Authors: Grace Livingston Hill
“Yes,” sighed Hattie, “that’s what Grandma advised me. She said I was to remember that the Lord was listening to me, and He would know what was going on and would be expecting me to act to please
Him,
not them.”
“That’s right, Hattie,” said Dale with a little tender smile on her sweet lips.
“Miss Dale, if that’s so, and the Lord can watch an’ see what I do, do you s’pose perhaps
Grandma
can see, too? If I thought
she
would be watching I could do a great deal better.”
Dale smiled.
“Why yes, Hattie, perhaps she will be able to see. I think it would help us both to think of her watching, and I’m sure the Lord will care and will be watching and be pleased if we do the right kindly thing.”
“Okay, Miss Dale, I’ll remember that. I’ll do my best to please the Lord, and
her
!”
It was a busy morning after that. There were orders to give, telephone calls to answer, telegrams and letters to read, and the dinner to plan for the possible guests that evening. There were callers to meet, old friends of Grandmother’s to talk to, a hundred and one questions to answer.
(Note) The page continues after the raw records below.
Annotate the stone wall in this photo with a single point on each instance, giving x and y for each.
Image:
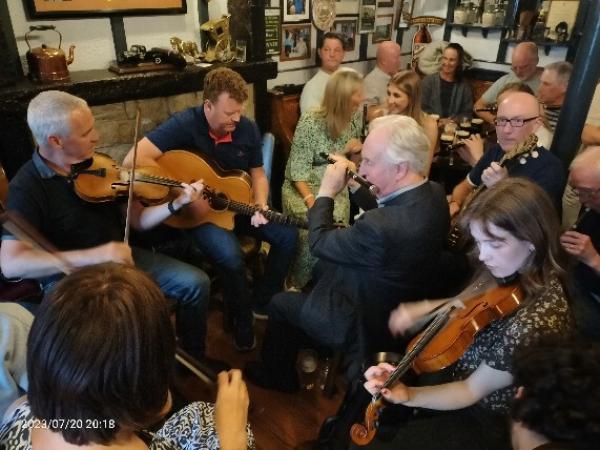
(115, 122)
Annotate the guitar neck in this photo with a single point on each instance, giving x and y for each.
(249, 210)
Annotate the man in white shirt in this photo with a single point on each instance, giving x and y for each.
(331, 53)
(523, 68)
(388, 63)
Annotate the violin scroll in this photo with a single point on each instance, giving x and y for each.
(363, 434)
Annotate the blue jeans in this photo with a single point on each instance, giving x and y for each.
(185, 283)
(223, 247)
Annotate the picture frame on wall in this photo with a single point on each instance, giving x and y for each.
(44, 9)
(404, 13)
(366, 17)
(347, 28)
(295, 10)
(346, 7)
(295, 42)
(383, 28)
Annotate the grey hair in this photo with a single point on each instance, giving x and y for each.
(563, 70)
(407, 141)
(49, 113)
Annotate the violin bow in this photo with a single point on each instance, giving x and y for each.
(25, 232)
(138, 116)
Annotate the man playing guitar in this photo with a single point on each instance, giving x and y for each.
(218, 130)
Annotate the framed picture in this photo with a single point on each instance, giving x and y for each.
(346, 7)
(295, 10)
(366, 18)
(44, 9)
(273, 31)
(383, 28)
(347, 28)
(404, 13)
(295, 42)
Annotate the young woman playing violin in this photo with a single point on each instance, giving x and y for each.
(516, 230)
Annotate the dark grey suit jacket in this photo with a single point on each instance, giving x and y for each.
(391, 254)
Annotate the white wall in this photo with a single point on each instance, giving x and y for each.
(95, 48)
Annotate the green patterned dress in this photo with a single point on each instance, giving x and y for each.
(305, 164)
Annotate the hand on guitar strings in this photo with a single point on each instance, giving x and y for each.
(188, 194)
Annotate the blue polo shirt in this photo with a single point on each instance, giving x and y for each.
(189, 130)
(540, 166)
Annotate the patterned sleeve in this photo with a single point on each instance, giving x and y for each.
(193, 428)
(301, 154)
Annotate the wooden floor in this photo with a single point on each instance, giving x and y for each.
(279, 421)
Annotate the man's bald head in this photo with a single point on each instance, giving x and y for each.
(524, 60)
(388, 57)
(584, 177)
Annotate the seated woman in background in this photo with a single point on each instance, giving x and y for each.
(516, 231)
(99, 360)
(335, 127)
(446, 93)
(404, 97)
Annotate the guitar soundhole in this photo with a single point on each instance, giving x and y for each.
(218, 201)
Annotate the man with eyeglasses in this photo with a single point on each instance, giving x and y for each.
(524, 68)
(582, 241)
(331, 51)
(518, 117)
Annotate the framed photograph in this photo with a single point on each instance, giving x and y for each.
(404, 13)
(273, 31)
(295, 10)
(346, 7)
(385, 4)
(347, 28)
(44, 9)
(366, 17)
(295, 42)
(383, 28)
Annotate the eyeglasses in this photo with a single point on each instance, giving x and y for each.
(586, 192)
(515, 123)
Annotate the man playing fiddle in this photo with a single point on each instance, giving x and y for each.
(518, 117)
(218, 129)
(85, 233)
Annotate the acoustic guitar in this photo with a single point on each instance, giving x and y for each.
(226, 192)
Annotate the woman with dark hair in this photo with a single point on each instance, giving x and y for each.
(446, 93)
(516, 231)
(99, 361)
(557, 404)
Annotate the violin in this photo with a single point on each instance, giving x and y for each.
(443, 342)
(101, 180)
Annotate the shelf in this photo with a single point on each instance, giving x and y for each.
(465, 27)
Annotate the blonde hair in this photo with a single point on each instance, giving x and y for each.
(336, 108)
(409, 82)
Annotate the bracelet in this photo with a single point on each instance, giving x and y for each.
(172, 209)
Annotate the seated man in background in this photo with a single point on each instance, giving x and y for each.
(583, 242)
(518, 118)
(331, 52)
(557, 404)
(386, 257)
(553, 88)
(387, 64)
(218, 130)
(523, 68)
(87, 233)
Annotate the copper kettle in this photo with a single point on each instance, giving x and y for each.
(47, 64)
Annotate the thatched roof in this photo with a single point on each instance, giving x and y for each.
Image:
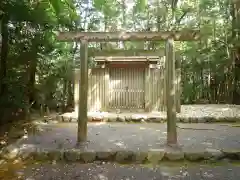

The minister came to talk over the arrangements that Grandmother had made with him. There were flowers to receive and arrange for keeping, and there were tender, precious messages from friends. Everybody had loved Grandmother for years, and she was going to be greatly missed.
Then suddenly, late in the afternoon, when the company dinner was beginning to give off delicious odors, there was a stir in the street, and a taxi pulled up at the door ostentatiously. They had come! The waiting was over.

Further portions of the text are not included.